Once the motor parameters are estimated, the next step in the BMI loop is to control the prosthetic device. Research in cortical BMIs has flourished in the last decade with impressive demonstrations of control of robots and computer cursors in real time through single unit, multiunit, and field potential signals collected from the brain. These demonstrations can be divided largely into two categories: either continuous control of position or velocity (Serruya et al., 2002; Taylor et al., 2002; Carmena et al., 2003; Hochberg et al., 2006; Mortiz et al., 2008; Velliste et al., 2008), or discrete control of more abstract information such as intended targets, intended actions, and the onset of movements (Musallam et al., 2004; Santhanam et al., 2006). The former are typically referred to as motor prosthetics whereas the latter are referred to as communication prosthetics.

In BMI systems that use the continuous control strategy, much of the work has treated the primate as a pure motion source. This makes intuitive sense considering that numerous studies show that most cortical activity is broadly tuned for higher-level features of hand movement, such as position (Georgopoulos et al., 1983) and velocity (Schwartz, 1994; Moran and Schwartz, 1999). Using this approach, neural recordings have been used to predict hand trajectory with reasonable accuracy (Wessberg et al., 2000; Serruya et al., 2002; Taylor et al., 2002; Carmena et al., 2003; Hochberg et al., 2006; Velliste et al., 2008). The continuous control strategy has proven to be a successful approach for confirming the potential of BMIs to decode movement features from cortical areas in order to drive neuroprostheses for the impaired.

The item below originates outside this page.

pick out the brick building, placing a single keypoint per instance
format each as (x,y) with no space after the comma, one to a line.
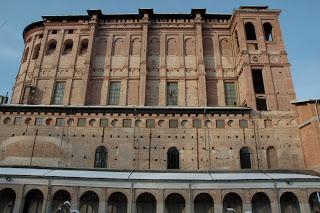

The approach to estimation and control of motor intention in BMIs depends on a deep-rooted argument in neuroscience about how arm movement is encoded in the motor cortex. Does the motor cortex only specify high-level movement features and leave the conversion of this relatively abstract representation to muscle commands for neurons downstream, or, in conjunction with other cortical areas, does it calculate the inverse dynamics and kinematics of the limb in order to send muscle activity information directly? In support of the “abstract motion” view, Georgopoulous and colleagues originally observed that M1 neurons were broadly tuned to hand movement direction, noting that each neuron had a preferred direction for which it exhibited maximal firing rate (Georgopoulos et al., 1982). Yet there is persuasive evidence supporting that M1 does not purely encode motion in hand space. Kalaska et al. (1989) and Sergio and Kalaska (1998) observed that the same cells showing directional tuning for movement also encode force on an object during movement in an isometric task. Moreover, several studies have found systematic differences in neural activity depending on joint configuration for identical movement directions (Kalaska et al., 1989; Kakei et al., 1999). Thus, which of the two views, direction of movement or muscle activity, better describes the function of the motor cortex remains uncertain. The most likely answer is a combination of both, as suggested by recent studies (Li et al., 2001; Morrow et al., 2007).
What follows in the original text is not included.